Michael Phelps and Ryan Lochte were sitting side by side Thursday as they had so many times at news conferences just like these -- Phelps talking about his gold medal and Lochte talking about next time.
What was different is there is no next time, not for Lochte vs. Phelps. One needed only to listen to Phelps to understand this was their final showdown. He had beaten Lochte and the Olympic field, somewhat handily, in the 200-meter individual medley for gold. Yet his tone was conciliatory bordering on sentimental. And Phelps was trying, rather successfully, to compliment who had become his biggest rival.
"I may have been lucky Ryan had a 200 back 20 minutes beforehand," Phelps said. "Ryan can probably swim faster than I did tonight. I'm sure you will see him swim a faster time over the last four years. I was lucky enough to get the medal."
This almost made it worse, not because it was fake, but rather because it was the truth. The better swimmer has been Lochte this last four years, certainly he was the more dedicated. He was lifting tires while Phelps was smoking out post-Beijing. Lochte had crushed him at Worlds. He had declared again and again this was "my time," a phrase again repeated after he opened this Olympics with a gold medal and victory against Phelps on Day 1.

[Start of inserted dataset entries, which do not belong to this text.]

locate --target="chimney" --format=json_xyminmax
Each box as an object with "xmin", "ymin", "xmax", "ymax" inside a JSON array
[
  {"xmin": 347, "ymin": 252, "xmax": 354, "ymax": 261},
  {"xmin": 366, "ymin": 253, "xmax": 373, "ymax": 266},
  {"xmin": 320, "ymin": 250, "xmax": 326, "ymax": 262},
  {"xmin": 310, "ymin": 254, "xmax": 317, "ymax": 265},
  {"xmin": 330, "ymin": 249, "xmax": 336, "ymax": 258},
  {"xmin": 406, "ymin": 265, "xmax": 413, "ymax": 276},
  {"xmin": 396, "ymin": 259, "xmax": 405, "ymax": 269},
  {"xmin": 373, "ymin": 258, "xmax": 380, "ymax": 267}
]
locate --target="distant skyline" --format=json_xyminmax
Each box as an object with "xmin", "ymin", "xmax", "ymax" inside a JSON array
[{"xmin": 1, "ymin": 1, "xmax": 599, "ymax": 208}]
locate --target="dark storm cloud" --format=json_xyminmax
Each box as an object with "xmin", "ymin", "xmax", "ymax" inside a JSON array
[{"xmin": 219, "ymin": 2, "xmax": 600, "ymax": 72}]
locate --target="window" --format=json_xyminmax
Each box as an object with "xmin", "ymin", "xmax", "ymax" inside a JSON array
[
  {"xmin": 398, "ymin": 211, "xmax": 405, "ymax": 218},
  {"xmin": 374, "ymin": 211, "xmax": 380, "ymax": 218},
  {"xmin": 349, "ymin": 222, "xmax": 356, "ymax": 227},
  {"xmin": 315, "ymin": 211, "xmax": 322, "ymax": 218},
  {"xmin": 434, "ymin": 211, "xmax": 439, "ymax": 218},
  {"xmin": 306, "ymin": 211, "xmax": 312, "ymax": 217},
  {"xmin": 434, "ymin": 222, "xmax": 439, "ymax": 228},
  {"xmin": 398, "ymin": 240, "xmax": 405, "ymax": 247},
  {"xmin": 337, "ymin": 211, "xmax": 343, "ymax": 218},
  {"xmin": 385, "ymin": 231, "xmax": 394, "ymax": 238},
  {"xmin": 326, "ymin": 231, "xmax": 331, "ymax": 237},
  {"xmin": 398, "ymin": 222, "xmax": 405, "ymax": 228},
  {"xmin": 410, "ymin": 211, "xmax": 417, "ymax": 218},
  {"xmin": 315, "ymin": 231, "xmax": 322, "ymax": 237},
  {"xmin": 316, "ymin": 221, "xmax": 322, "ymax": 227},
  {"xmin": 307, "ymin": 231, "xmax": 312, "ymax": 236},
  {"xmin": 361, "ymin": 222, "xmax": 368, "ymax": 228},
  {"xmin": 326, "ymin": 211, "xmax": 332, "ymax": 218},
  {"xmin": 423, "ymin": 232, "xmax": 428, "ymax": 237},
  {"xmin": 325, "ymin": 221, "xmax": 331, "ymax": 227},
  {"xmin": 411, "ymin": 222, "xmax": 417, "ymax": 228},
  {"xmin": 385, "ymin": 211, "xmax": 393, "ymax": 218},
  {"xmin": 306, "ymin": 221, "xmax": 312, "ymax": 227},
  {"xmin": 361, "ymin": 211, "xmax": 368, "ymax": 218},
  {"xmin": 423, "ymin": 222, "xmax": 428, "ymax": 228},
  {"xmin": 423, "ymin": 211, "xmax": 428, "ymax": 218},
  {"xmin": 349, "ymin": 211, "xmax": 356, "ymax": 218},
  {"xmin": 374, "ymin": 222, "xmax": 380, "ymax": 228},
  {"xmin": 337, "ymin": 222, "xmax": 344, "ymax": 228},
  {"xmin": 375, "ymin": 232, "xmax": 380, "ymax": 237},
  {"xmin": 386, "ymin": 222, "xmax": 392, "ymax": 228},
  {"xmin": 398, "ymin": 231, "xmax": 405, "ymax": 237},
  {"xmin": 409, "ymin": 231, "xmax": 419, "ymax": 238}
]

The inclination is to rip into Lochte for this and mostly for failing to live up to self-created hype (1). Actually what Lochte deserves is partial credit, credit for Phelps being back, credit for Phelps having 20 medals, for going out like he is. Lochte was willing to tug on Superman's cape, back when doing so seemed futile and slightly dangerous.
In a time when no one gets in the face of sports greatness, pokes it in the chest and says "I am coming for you," he did. He did, even though it is hard and scary and so much easier to say appropriately deferential things before and lose graciously afterward.